For drums, gameplay is similar, involving one less possible note; players must hit a corresponding drum or cymbal when a note hits the bottom of the highway. There is also a bass drum note, represented by an orange bar, which unlike the guitar's open strum can be combined with other notes. Drums were not added until the Playable Test Builds of 1.0.

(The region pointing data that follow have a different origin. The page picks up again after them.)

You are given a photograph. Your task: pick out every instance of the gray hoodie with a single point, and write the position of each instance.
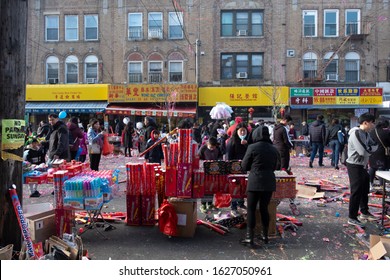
(360, 151)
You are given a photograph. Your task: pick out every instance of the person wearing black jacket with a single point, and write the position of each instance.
(282, 142)
(317, 133)
(261, 159)
(332, 139)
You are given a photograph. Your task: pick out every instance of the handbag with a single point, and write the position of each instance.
(387, 149)
(94, 148)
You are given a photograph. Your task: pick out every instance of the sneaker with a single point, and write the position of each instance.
(368, 217)
(35, 194)
(355, 222)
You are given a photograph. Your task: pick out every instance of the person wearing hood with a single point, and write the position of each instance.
(317, 133)
(360, 147)
(150, 125)
(75, 135)
(282, 142)
(155, 155)
(58, 141)
(261, 160)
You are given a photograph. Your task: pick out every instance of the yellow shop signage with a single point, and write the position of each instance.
(244, 96)
(68, 92)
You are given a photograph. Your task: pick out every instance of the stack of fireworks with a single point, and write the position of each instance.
(83, 192)
(141, 193)
(64, 217)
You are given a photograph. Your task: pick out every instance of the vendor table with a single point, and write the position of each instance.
(385, 175)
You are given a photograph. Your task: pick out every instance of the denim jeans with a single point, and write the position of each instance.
(335, 146)
(317, 146)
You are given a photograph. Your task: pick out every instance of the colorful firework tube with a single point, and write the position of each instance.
(22, 221)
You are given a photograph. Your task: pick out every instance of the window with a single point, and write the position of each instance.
(71, 28)
(310, 23)
(155, 71)
(175, 30)
(52, 64)
(91, 69)
(309, 65)
(242, 23)
(135, 26)
(155, 30)
(331, 71)
(242, 65)
(331, 23)
(52, 28)
(176, 71)
(352, 64)
(135, 71)
(71, 70)
(352, 22)
(91, 27)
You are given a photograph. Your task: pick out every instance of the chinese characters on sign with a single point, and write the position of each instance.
(153, 93)
(336, 96)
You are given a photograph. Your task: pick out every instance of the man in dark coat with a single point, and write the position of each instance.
(261, 159)
(317, 133)
(282, 142)
(59, 140)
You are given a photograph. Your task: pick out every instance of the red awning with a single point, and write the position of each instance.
(150, 111)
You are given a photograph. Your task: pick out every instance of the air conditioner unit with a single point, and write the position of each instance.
(242, 75)
(91, 80)
(332, 77)
(154, 34)
(241, 33)
(53, 81)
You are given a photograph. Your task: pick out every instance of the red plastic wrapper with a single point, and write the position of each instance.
(148, 210)
(167, 219)
(170, 181)
(198, 187)
(64, 221)
(133, 206)
(184, 180)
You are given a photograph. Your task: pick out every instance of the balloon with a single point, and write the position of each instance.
(62, 115)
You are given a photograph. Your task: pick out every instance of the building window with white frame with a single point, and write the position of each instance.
(331, 72)
(175, 71)
(91, 30)
(155, 71)
(52, 66)
(135, 26)
(241, 66)
(352, 21)
(309, 23)
(155, 25)
(52, 28)
(242, 23)
(331, 23)
(352, 66)
(91, 69)
(135, 72)
(71, 28)
(71, 70)
(310, 63)
(175, 22)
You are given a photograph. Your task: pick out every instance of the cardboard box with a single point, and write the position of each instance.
(186, 212)
(379, 247)
(272, 219)
(41, 225)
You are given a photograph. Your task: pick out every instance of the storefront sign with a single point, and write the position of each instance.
(12, 138)
(338, 97)
(68, 92)
(153, 93)
(243, 96)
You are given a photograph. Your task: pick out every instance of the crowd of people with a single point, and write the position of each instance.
(263, 148)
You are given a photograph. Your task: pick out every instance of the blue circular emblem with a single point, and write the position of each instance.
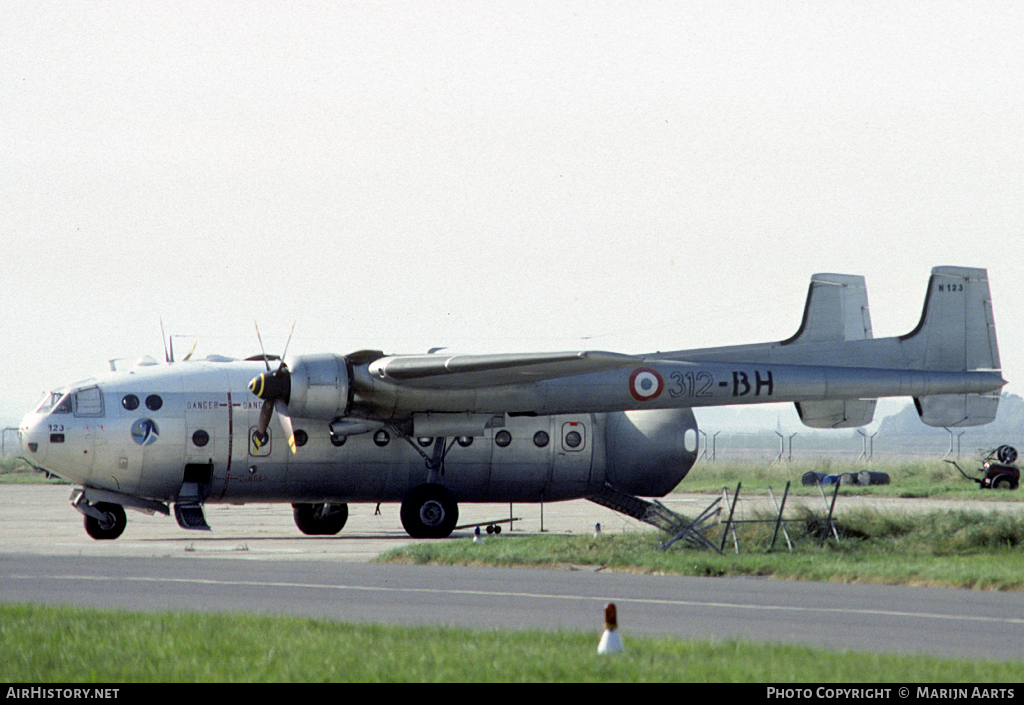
(144, 431)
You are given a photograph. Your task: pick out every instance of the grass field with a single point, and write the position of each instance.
(964, 548)
(70, 645)
(909, 479)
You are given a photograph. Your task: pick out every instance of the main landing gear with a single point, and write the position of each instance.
(429, 511)
(320, 520)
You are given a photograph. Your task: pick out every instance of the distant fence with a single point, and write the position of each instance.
(952, 444)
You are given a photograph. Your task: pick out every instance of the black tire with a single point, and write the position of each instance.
(111, 527)
(1004, 482)
(429, 511)
(320, 520)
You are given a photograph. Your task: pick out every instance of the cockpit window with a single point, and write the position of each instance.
(89, 402)
(55, 402)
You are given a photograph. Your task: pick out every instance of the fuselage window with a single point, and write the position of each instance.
(89, 402)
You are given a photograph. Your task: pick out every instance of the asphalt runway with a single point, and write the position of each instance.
(256, 562)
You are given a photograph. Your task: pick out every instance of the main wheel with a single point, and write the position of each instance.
(429, 511)
(1004, 482)
(1006, 454)
(320, 520)
(111, 527)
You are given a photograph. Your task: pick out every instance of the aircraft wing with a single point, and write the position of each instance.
(473, 371)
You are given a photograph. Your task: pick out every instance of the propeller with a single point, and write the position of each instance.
(274, 388)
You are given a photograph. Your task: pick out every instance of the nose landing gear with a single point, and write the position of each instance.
(104, 521)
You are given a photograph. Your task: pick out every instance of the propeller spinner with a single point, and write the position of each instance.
(274, 388)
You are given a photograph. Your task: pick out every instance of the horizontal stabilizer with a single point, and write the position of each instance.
(837, 413)
(957, 410)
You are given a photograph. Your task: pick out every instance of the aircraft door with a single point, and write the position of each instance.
(572, 456)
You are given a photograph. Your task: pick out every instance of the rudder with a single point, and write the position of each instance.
(956, 332)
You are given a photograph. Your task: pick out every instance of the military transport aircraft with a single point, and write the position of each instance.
(432, 430)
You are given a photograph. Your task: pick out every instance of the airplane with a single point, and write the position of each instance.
(435, 430)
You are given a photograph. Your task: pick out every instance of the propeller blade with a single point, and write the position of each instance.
(262, 351)
(261, 437)
(287, 342)
(286, 423)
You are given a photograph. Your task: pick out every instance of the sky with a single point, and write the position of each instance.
(492, 175)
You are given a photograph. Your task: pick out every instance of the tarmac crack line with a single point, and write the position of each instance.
(536, 595)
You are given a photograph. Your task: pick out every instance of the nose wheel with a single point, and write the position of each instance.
(107, 522)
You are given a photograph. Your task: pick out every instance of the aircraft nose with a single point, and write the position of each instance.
(32, 434)
(257, 385)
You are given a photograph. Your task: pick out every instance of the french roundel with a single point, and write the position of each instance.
(645, 383)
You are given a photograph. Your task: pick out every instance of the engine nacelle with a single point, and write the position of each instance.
(649, 452)
(320, 386)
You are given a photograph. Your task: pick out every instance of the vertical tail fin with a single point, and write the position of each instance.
(956, 329)
(956, 332)
(836, 309)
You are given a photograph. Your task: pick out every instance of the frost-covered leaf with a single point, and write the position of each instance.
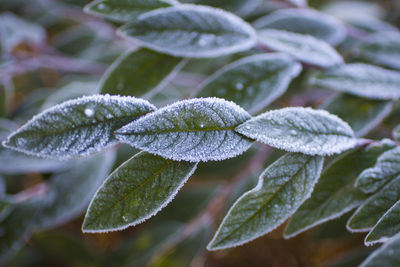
(139, 249)
(396, 133)
(304, 48)
(382, 48)
(139, 72)
(386, 168)
(281, 189)
(199, 129)
(77, 127)
(124, 10)
(304, 21)
(362, 80)
(368, 214)
(67, 196)
(136, 191)
(183, 252)
(297, 129)
(12, 162)
(386, 255)
(252, 82)
(71, 190)
(70, 91)
(387, 226)
(14, 30)
(181, 31)
(334, 194)
(361, 114)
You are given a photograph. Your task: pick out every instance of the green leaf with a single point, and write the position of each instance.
(139, 73)
(77, 127)
(386, 255)
(304, 21)
(382, 48)
(139, 249)
(252, 82)
(124, 10)
(12, 162)
(71, 190)
(361, 80)
(371, 25)
(369, 213)
(361, 114)
(199, 129)
(67, 196)
(334, 194)
(386, 168)
(396, 133)
(281, 189)
(135, 191)
(387, 226)
(184, 252)
(297, 129)
(304, 48)
(181, 31)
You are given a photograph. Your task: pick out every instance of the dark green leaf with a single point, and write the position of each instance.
(184, 252)
(252, 82)
(297, 129)
(125, 10)
(368, 214)
(304, 21)
(71, 190)
(361, 114)
(361, 80)
(387, 226)
(181, 31)
(281, 189)
(70, 91)
(77, 127)
(334, 194)
(382, 48)
(135, 191)
(139, 73)
(304, 48)
(386, 255)
(386, 168)
(137, 251)
(199, 129)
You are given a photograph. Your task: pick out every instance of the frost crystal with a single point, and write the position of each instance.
(313, 132)
(305, 48)
(199, 129)
(77, 127)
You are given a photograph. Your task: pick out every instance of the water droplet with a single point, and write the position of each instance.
(239, 86)
(89, 112)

Unlike Guitar Hero games which each have a large built-in setlist, Clone Hero comes pre-bundled with only seventeen songs as of the v1.0 update, including "Troopers of the Stars" by DragonForce, a composition made by the band specifically for Clone Hero. The game instead largely relies on the ability to play community-made songs, called "charts". Unlike games in the Guitar Hero series, these songs do not need to be original compositions, and can instead be any audio file a member of the community wishes to turn into a playable chart. This allows for any song to be made playable in the game, but also leads to many humorous and/or non-musical audio files being turned into charts, as well as the creation of many intentionally impossible charts. The freedom offered by the game's system has also spawned many charts that are created as brutal challenges to other players, far beyond the difficulty of anything in the standard Guitar Hero series. While Clone Hero includes the main four difficulty modes seen in Guitar Hero, the vast majority of charts are designed for Expert mode. Charts can also be split into different instrumental tracks where, if toggled, missing a note will mute the instrument being played to the set volume.

== Development ==
Clone Hero started as a small project of Ryan Foster's in 2011, then called GuitaRPG, built in the XNA engine and bearing simple, 2D graphics. Around 2015, the game's name was changed to Guitar Game to reflect its forking away from the RPG style, and had been upgraded with pseudo-3D graphics made with 2D graphics with warped perspective. The project was later moved to Unity, and received its final name change to Clone Hero. In 2017, the game had its first alpha release.

== Setlist ==

| Song title | Artist | Year | Genre |
|---|---|---|---|
| "Biology" | Fox Vibes | 2017 | Math Rock |
| "Challenger (feat. Krank'it Critch)" | 1.O.M | 2021 | Metal |
| "Chopin Waltz Op64 No.2" | Bumblefoot | 2024 | Heavy Metal |
| "Coalescence & Segmentation" | ExileLord | 2021 | "Suffering" |
| "Combat Mosh" | Lich King | 2012 | Thrash Metal |
| "Crumbling Castle" | King Gizzard & the Lizard Wizard | 2017 | Progressive Rock |
| "Discovery" | Æternity | 2024 | Synthetic Metal |
| "Embrace" | APG | 2007 | Alternative Metal |
| "Enact the Ending (2023 Redux)" | Thousand Sun Sky | 2023 | Progressive Metal |
| "Flamewall" | Camellia | 2020 | Symphonic Speed Metal |
| "Fool Around" | 3-UP | 2022 | Chiptune |
| "Galaxies in Harmony" | Jarod Fedele | 2018 | Progressive Metal |
| "The Garden" | FOXCULT | 2023 | Post-Hardcore |
| "Gone (feat. Rasmus Bom Andersen)" | Jacob Rabin | 2020 | Progressive Metal |
| "Good Grief Retreat" | Belvedere | 2021 | Punk Rock |
| "i ws nvr yr grlfrnd" | begin again | 2015 | Pop Punk |
| "Moonhunter" | Echoflesh | 2020 | Progressive Rock |
| "No Known Suspects" | Synovial | 2020 | Progressive Metalcore |
| "Old Climb" | Coma Hole | 2022 | Stoner Metal |
| "The Palace of the Kantus" | Hammer of Dawn | 2021 | Technical Death Metal |
| "The Paranoia" | Sorrowfuse | 2023 | Alternative |
| "Power On (feat. Charlie N Thompson & Nic Zayas)" | Alice Kane Wolf | 2020 | Djent |
| "Pressure" | Cory Hotline | 2020 | Future Funk |
| "Resurrection" | Pete Mathers | 2024 | Metalcore |
| "Revenge" | Adrenalized | 2019 | Hardcore Punk |
| "Saurian King" | Shadow of Intent | 2022 | Symphonic Death Metal |
| "Set You Free" | Ascension | 2023 | Power Metal |
| "Stigma" | Thousand Thoughts | 2020 | Alternative Metal |
| "Stop Saying We Sound Like Dragonforce" | Fraser Edwards | 2020 | Power Metal |
| "Troopers of the Stars" | DragonForce | 2019 | Power Metal |

== Reception ==
Clone Hero made appearances at Awesome Games Done Quick 2020 and Summer Games Done Quick 2023. Both showcases were performed by Rhythm Game content creator Acai. The game has been praised for its large and thriving community, as well as its gameplay which has been favorably compared to the original Guitar Hero games.